De Compagnie moest er dus voor zorgen dat er altijd voldoende predikanten in Suriname zijn. Hun rol lijkt vooral ondergeschikt aan de compagnie, het sussen van gewetens dan het aanklagen van onrecht in de naam van de Heer die zich laat kennen als Degene die uit het slavenhuis bevrijdde. De eerste predikant, Johannes Basseliers (1640–1689), werd zelf groot suikerplanter met vijftig slaven. Tussen 1668 en 1854 dienden 36 predikanten in Paramaribo. Anton de Kom schrijft in Wij slaven van Suriname dat zij gekleurden nooit als “broeders” aanvaardden. Planters verhinderden onderwijs en zending onder slaven. Predikant Kals (1700–1787) noteert hoe slavinnen te horen kregen dat de hemel “voor geene Swarten gemaakt” was. "God schiep de mens naar zijn evenbeeld en gelijkenis. Maar aangezien God niet zwart is, kan de neger geen mens zijn" - verklaart de Kom.

Wetten versterkten dit systeem: gouverneur Van Sommelsdijck (1637–1688) verbood huwelijken tussen blanken en zwarten; dominee Wittewrongel waarschuwde voor “gemengde huwelijken” omdat er dan geen “heilig zaad” zou zijn. Artikel 5 van het slavernijreglement – barmhartigheid strafbaar stellen – staat symbool voor dit systeem dat gelijkheid en menselijkheid doelbewust tegenwerkte.

Misstanden, racialisering en nalatenschap

De realiteit weersprak elk ideaal van “christelijke beschaving”. Enkele voorbeelden:

  • Seksueel misbruik: Wolbers noteert dat blanke meesters vaak meerdere slavinnen “onderhielden”. In 1858 waren er 83 wettige tegenover 255 onwettige kinderen.

  • Geweld: In 1750 werd een vrouw op plantage Vlucht en Trouw dood gegeseld door Pichot; een oude slaaf die protesteerde werd doodgeschoten.

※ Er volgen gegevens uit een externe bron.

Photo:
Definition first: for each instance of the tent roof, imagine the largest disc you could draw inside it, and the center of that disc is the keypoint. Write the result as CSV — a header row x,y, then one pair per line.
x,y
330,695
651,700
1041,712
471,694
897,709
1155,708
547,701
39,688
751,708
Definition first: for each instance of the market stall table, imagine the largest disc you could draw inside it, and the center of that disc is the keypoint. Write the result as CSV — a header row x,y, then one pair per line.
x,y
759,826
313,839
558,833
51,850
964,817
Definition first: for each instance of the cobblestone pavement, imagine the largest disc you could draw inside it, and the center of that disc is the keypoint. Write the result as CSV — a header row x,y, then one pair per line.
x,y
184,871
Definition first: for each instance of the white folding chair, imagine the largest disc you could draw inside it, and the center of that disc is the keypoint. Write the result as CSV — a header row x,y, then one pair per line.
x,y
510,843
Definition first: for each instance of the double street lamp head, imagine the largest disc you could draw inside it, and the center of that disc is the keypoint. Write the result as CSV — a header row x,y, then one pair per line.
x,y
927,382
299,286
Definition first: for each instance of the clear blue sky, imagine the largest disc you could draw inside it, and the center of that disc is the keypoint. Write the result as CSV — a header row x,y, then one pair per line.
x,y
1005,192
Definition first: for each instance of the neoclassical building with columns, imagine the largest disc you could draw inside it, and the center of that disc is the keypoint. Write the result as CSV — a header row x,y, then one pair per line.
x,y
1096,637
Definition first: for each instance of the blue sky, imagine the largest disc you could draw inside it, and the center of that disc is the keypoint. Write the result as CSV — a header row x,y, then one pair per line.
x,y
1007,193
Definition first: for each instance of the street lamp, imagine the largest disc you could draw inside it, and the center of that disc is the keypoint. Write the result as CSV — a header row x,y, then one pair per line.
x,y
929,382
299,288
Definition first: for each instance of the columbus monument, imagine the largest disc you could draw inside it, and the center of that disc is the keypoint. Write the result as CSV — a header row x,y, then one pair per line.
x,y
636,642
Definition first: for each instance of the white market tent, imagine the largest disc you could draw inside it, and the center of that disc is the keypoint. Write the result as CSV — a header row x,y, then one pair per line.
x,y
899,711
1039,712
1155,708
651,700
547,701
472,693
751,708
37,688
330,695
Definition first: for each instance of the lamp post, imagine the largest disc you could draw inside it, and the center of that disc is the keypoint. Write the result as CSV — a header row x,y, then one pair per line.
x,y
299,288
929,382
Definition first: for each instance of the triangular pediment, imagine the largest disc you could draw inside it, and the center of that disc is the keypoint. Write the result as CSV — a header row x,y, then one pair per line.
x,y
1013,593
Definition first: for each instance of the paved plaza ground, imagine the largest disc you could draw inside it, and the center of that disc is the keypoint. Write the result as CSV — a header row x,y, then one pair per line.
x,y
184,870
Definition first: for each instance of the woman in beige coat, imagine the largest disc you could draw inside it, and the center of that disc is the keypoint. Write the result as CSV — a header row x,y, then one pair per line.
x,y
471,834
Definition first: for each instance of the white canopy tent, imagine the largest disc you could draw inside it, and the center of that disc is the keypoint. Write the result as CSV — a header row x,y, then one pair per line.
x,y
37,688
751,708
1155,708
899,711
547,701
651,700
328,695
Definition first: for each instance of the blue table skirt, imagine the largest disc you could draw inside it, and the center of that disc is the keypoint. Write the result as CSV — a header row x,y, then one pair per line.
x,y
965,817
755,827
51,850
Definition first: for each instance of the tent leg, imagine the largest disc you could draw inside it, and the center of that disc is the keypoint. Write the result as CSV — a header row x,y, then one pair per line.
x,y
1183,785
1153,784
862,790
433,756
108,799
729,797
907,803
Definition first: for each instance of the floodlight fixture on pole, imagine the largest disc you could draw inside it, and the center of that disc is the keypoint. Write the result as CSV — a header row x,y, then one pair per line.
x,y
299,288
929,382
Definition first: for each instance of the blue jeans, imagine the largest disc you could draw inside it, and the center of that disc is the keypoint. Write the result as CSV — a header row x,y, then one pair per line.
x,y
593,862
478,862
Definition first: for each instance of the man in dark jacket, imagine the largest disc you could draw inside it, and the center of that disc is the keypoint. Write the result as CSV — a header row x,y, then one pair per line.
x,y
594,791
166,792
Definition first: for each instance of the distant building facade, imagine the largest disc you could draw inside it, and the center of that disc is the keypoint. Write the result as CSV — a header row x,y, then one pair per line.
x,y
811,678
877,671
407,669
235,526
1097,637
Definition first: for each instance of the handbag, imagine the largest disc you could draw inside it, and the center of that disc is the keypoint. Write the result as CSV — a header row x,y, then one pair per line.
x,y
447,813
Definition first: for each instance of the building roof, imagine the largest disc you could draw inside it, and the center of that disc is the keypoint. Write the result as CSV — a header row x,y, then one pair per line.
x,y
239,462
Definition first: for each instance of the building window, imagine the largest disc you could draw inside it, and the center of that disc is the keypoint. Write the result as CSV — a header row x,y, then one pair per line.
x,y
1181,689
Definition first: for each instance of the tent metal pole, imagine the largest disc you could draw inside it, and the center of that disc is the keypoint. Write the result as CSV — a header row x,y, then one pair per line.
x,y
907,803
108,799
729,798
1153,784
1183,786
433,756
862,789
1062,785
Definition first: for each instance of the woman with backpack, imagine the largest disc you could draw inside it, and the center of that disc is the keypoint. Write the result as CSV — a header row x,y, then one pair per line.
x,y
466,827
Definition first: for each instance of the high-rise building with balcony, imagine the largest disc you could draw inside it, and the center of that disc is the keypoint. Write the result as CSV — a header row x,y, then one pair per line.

  • Foltering: De weduwe Mr. Johan Jacob Mauricius liet een slavin doodslaan “om haar pijn te zien”; kinderen werden gestraft met de “Spaanse bok” - een barbaarse vorm van marteling, zoals op de afbeelding rechts geïllustreerd.

Debret, Jean-Baptiste. ca. 1835. Slavery in Brazil. Lithograph. Wikimedia Commons.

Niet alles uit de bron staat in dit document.